EARLY IN MY journalistic career, I found myself touring a New York art museum with none other than Dwight David Eisenhower, then the former president of the United States but still very much the amateur painter. It was his paintings we were looking at and it was his opionion that they were not very good. "You and I know that if I had not been president, they would have burned this stuff a long time ago," he said. I was startled.

What startled me even more, though, was Eisenhower's complaint that he had less time to paint after leaving the White House than he had before. As president, he said, he used to duck into a small studio somewhere in the White House and paint his warm heart away. Ike, you may recall, was no workaholic. h

Well, neither, it turns out, is Ronald Reagan. So far the President-elect has thrown himself into his responsibilities by getting haircut after haircut, shopping, being fitted for formal wear, having dinner, having dinner, having lunch and having dinner. He seems to have only a passing aquaintance with his cabinet and almost no idea what his schedule holds for him. Ike would warmly approve and the voters, of course, warmly approved of Ike.
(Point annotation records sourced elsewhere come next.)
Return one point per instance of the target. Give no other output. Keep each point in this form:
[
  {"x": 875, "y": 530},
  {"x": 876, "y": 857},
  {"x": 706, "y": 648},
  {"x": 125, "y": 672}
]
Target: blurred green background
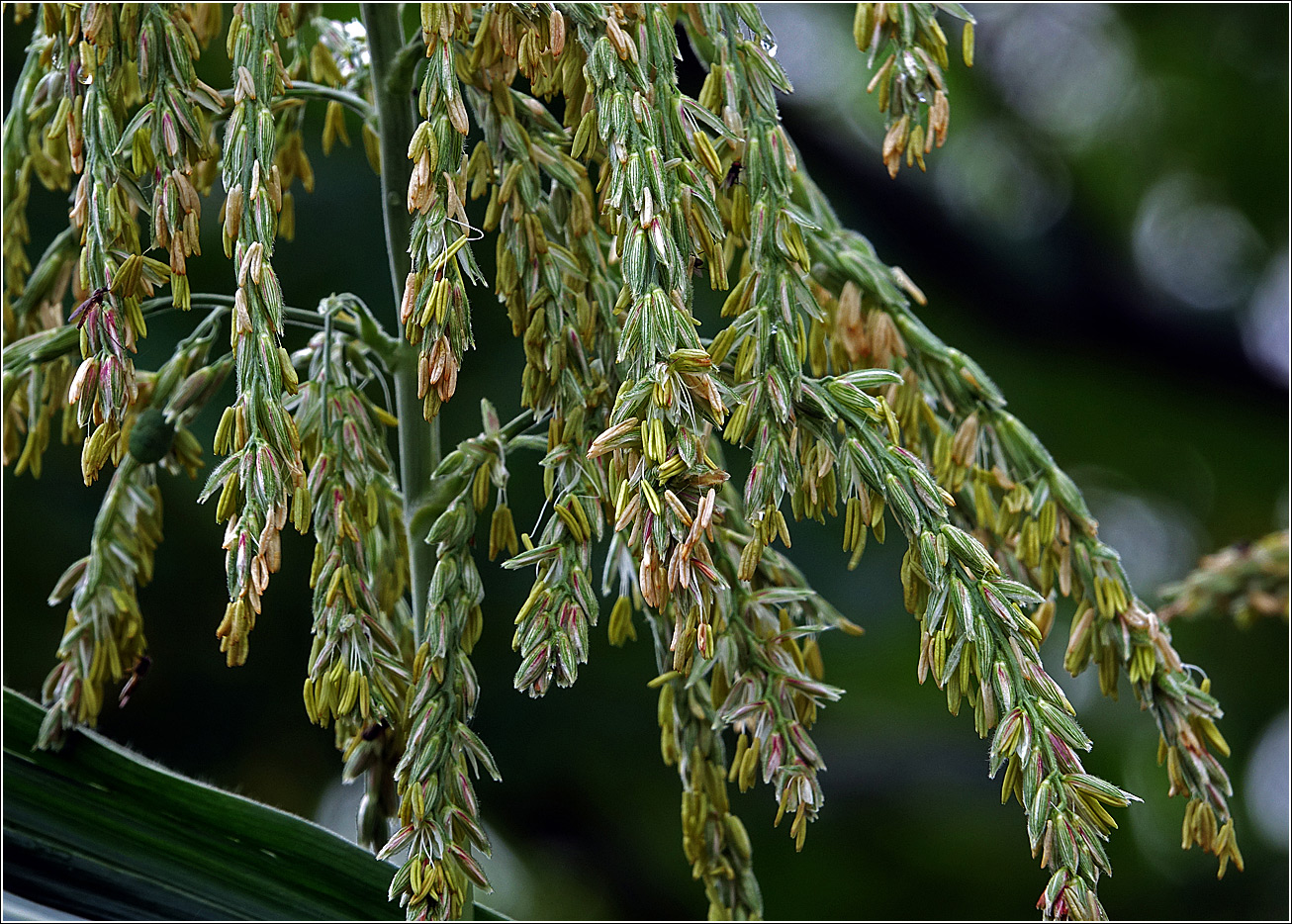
[{"x": 1106, "y": 232}]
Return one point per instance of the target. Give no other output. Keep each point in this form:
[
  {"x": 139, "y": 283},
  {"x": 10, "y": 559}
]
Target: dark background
[{"x": 1106, "y": 232}]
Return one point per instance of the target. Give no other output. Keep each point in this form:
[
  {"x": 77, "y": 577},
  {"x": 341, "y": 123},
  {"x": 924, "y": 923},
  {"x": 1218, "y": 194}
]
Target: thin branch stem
[{"x": 418, "y": 443}]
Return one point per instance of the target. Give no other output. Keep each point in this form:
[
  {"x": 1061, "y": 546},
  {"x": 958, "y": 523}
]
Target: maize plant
[{"x": 615, "y": 205}]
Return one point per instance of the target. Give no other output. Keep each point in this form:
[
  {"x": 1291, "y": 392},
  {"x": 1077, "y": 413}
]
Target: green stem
[{"x": 418, "y": 443}]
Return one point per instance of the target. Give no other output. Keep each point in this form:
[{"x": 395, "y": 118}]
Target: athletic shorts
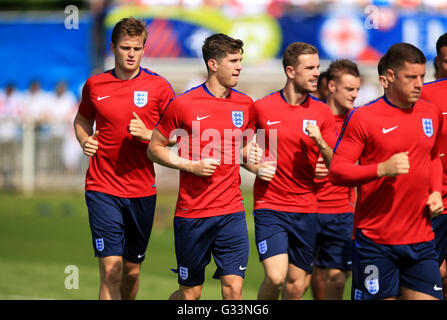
[
  {"x": 224, "y": 237},
  {"x": 120, "y": 226},
  {"x": 334, "y": 241},
  {"x": 380, "y": 270},
  {"x": 291, "y": 233},
  {"x": 439, "y": 225}
]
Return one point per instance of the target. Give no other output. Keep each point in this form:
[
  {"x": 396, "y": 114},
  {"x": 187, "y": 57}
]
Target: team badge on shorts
[
  {"x": 99, "y": 244},
  {"x": 262, "y": 247},
  {"x": 427, "y": 125},
  {"x": 305, "y": 121},
  {"x": 140, "y": 98},
  {"x": 238, "y": 118},
  {"x": 183, "y": 272}
]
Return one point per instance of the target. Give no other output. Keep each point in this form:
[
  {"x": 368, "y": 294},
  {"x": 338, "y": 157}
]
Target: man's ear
[{"x": 290, "y": 72}]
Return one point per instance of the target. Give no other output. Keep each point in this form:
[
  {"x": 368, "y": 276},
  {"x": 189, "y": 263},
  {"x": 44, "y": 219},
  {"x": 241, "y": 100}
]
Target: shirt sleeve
[{"x": 350, "y": 145}]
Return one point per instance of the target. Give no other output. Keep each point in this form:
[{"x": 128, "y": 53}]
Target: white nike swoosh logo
[{"x": 385, "y": 131}]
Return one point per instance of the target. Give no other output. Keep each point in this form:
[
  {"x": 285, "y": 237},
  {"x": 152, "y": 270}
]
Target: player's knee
[{"x": 337, "y": 279}]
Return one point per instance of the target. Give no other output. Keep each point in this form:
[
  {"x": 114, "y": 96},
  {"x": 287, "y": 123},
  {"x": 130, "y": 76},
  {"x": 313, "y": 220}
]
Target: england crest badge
[
  {"x": 305, "y": 121},
  {"x": 427, "y": 125},
  {"x": 183, "y": 272},
  {"x": 140, "y": 98},
  {"x": 238, "y": 118}
]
Since Eisenhower, though, the voters have been weaned on a succession of presidents who've made something of a fetish about work -- the ability to do it nonstop and virtually round the clock. John Kennedy inaugurated the era of incessant work, partly, I think, because he really did like to work (he especially liked to read) but also as a matter of image. He ran successfully as the young, dynamic senator from Massachusetts and the word that quickly became attached to his administration was vigor. It was a word of his choosing and it meant that one did all things with zest -- everything from touch football to playing politics.

From Kennedy on, each president tried to establish that no one, but no one, in the entire administration, could outwork the man in the White House. Each went out of his way to show that he worked virtually round the clock and was in tip-top physical shape. Maybe they were, but some of them were awful presidents.

Reagan, it appears, is not going to play that game. As governor of California, he was a 9-to-5 man. Unlike Carter, who only talked of the virtues of getting home in time to tuck the children into bed, Reagan actually did so -- altlhough his children were a bit old to tuck. He seems to have done the next best thing. He watched television, read a bit and hit the sack at a decent hour. If California suffered from this regimen, it is not apparent from the record.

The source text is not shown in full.